Washington, D.C., March 4, 2011 — The U.S. House and Senate have introduced legislation that would permanently strip the Environmental Protection Agency of its ability to regulate greenhouse gas emissions.
The bills were introduced by House Energy and Commerce Committee Chairman Fred Upton (R — MI) and Senate Environment and Public Works Ranking Member James Inhofe (R — OK). The bills are titled "The Energy Tax Prevention Act."
The bills would effectively block the agency from acting on a Supreme Court ruling that concluded it could regulate emissions under the existing Clean Air Act.
The legislation has garnered some support from Democrats who represent coal-producing states, for example Joe Manchin and Jay Rockefeller, both Democratic senators from West Virginia.
The American Coalition for Clean Coal Electricity praised the proposed legislation, saying it would ensure the authority to regulate emissions of greenhouse gases rests with Congress, and not the EPA.
"The EPA's sweeping regulations will affect the lives of millions of Americans, from their electricity bills to the economy as a whole. Given this wide-ranging impact, it is important that Congress — not the EPA — address greenhouse gas emissions in a manner that takes into consideration both environmental and economic impacts," said Steve Miller, president and CEO of ACCCE.
The ACCCE said that the EPA's proposed regulations on greenhouse gas emissions could have a dramatic impact on jobs and the economy.
The Natural Resources Defense Council said the bills would put both public health and the economy at risk.

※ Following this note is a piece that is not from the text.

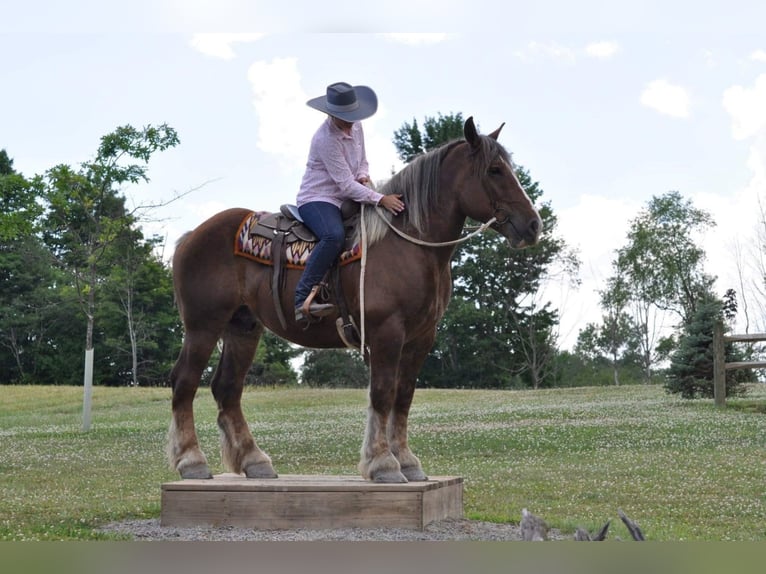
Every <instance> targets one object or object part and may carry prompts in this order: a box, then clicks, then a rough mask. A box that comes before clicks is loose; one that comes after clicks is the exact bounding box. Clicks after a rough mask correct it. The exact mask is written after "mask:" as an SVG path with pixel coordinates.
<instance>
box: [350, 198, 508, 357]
mask: <svg viewBox="0 0 766 574" xmlns="http://www.w3.org/2000/svg"><path fill="white" fill-rule="evenodd" d="M364 209H365V204H364V203H362V213H361V217H360V225H361V235H362V269H361V270H360V272H359V319H360V322H361V323H362V324H361V326H360V331H361V333H360V337H361V342H360V344H359V352H360V353H361V354H362V357H364V353H365V345H364V334H365V333H364V275H365V272H366V271H367V226H366V224H365V217H364ZM382 211H383V210H382V208H380V207H378V206H375V212H376V213H377V214H378V215H379V216H380V218H381V219H383V221H385V223H386V225H388V227H389V228H390V229H391V230H392V231H393V232H394V233H396V234H397V235H398V236H399V237H401V238H402V239H405V240H407V241H409V242H410V243H415V244H416V245H423V246H424V247H446V246H448V245H457V244H459V243H464V242H466V241H468V240H469V239H471V238H472V237H474V236H476V235H478V234H479V233H482V232H484V231H486V230H487V229H488V228H489V227H490V226H492V225H493V224H494V223H496V222H497V217H492V218H491V219H490V220H489V221H487V222H486V223H483V224H481V225H480V226H479V227H478V228H476V230H475V231H473V232H471V233H469V234H468V235H466V236H465V237H459V238H458V239H454V240H452V241H441V242H431V241H423V240H422V239H418V238H417V237H413V236H412V235H408V234H406V233H404V232H403V231H401V230H399V229H397V228H396V227H394V225H393V224H392V223H391V222H390V221H389V219H388V218H387V217H386V216H385V215H383V213H382ZM506 219H507V218H506Z"/></svg>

“This proposal to block the EPA from updating health protections is only the latest example of an overreach by some lawmakers. They could not be more out of touch with the American people, as a panoply of recent polls demonstrate. No one who cares about our health, the health of the economy and the health of our planet should support this bill,” said David Doniger, policy director of NRDC’s Climate Center.
The Obama administration has indicated that the president would veto any legislation that threatens the EPA's authority to regulate greenhouse gases should a bill make it to his desk.